Le texte qui vous est soumis vise également à simplifier la procédure de VAE, ainsi que son environnement juridique, tout en sécurisant le parcours des candidats. J’ai constaté avec plaisir que la commission des affaires sociales et les rapporteurs avaient confirmé l’importance de ce mouvement de simplification en acceptant telles quelles les dispositions que nous avons introduites.

Il est question dans ce texte de simplifier le droit en posant dans la loi les fondamentaux d’une procédure de VAE, et en renvoyant à la compétence réglementaire les détails de mise en œuvre d’une nouvelle procédure que nous voulons plus simple, plus rapide et surtout moins administrative qu’aujourd’hui.

Cette simplification passe, notamment, par la possibilité de faire valider des blocs de compétences par la VAE, afin qu’elle se positionne au cœur des stratégies individuelles vers l’emploi.

La VAE de demain doit également maximiser les chances de succès de celles et de ceux qui se portent candidats à la certification via un tel parcours.

Le texte que vous allez examiner procède ainsi au doublement du congé VAE pour les salariés, afin de leur donner plus de temps pour préparer leur passage devant le jury.

M. François Bonhomme. Quelle audace ! (Sourires sur les travées du groupe Les Républicains.)

Mme Carole Grandjean, ministre déléguée. Nous savons également que la durée des parcours est une source de réussite. Il n’est plus acceptable que les candidats soient contraints d’attendre parfois jusqu’à huit mois leur passage devant un jury. C’est pourquoi le texte prévoit de simplifier les règles relatives à l’organisation et à la composition des jurys.

Le projet que nous vous soumettons aujourd’hui est enfin celui qui fera entrer la VAE dans la modernité. C’est une VAE plus digitale, plus accessible et mieux adaptée aux enjeux du numérique que nous vous proposons.

C’est dans cette perspective que nous souhaitons créer un véritable service public national de la VAE, qui aura pour mission de mieux piloter cette politique publique, en vue d’optimiser les parcours et donc la réussite des candidats.

C’est dans cet esprit que nous souhaitons doter la VAE d’un espace stratégique de coordination, resserré autour des acteurs compétents, car nous sommes convaincus que c’est en combinant les expertises de chaque acteur que nous parviendrons à redorer le blason de la VAE.

Je tiens toutefois à dire que cet espace de coordination n’a de chances de réussir que s’il est agile et adaptable, ce qui implique une gouvernance du groupement d’intérêt public (GIP) strictement limitée aux acteurs compétents, faute de quoi nous recréerions les conditions d’une politique publique trop complexe à mettre en œuvre. Je salue ainsi l’engagement à nos côtés des régions, qui auront leur rôle à jouer dans la mise en œuvre de cette VAE modernisée, au service des stratégies locales de développement de l’emploi et des compétences.

Pour donner une assise à ce service public, le texte prévoit la création d’un espace numérique dédié, point d’entrée unique en matière d’information, de promotion et de conseil pour les usagers.

Le Gouvernement a également entendu la volonté des acteurs de l’accompagnement à la VAE d’expérimenter la possibilité d’une VAE dite « inversée ».

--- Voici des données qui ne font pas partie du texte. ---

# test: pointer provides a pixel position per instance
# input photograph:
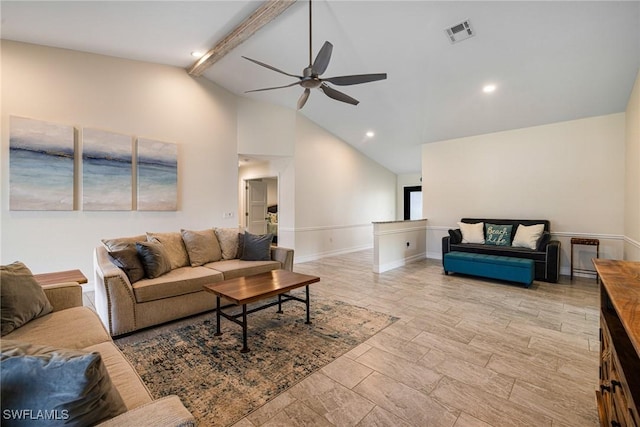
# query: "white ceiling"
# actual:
(551, 61)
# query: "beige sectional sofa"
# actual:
(127, 302)
(73, 328)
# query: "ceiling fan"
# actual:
(310, 78)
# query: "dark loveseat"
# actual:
(546, 256)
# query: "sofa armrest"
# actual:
(64, 295)
(284, 255)
(167, 411)
(114, 298)
(552, 264)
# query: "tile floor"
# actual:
(465, 352)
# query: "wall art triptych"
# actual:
(42, 169)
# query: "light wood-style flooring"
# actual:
(466, 352)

Son principe est de rendre le processus d’acquisition des compétences par l’emploi et la formation concomitants à celui de la reconnaissance de ces mêmes compétences par la VAE, afin de proposer des parcours individualisés d’accès aux certifications dans les métiers en tensions de recrutements. Il s’agira, par exemple, de valoriser enfin les contrats de « faisant fonction » en les transformant en de véritables tremplins vers la certification et l’emploi durable.

Mesdames, messieurs les sénateurs, vous l’aurez compris, nous pouvons donner un nouveau souffle à la VAE.

Avec cette réforme, nous allons mieux reconnaître les compétences de chacun et permettre au plus grand nombre de s’émanciper. C’est un véritable progrès social et un grand rebond culturel pour notre pays.

Je compte donc sur vous tous pour voter largement cet article et, au-delà, ce texte, afin de faire du droit à la reconnaissance permanente des compétences un droit réel et tangible. (Applaudissements sur les travées du groupe RDPI. – Exclamations ironiques sur les travées du groupe Les Républicains.)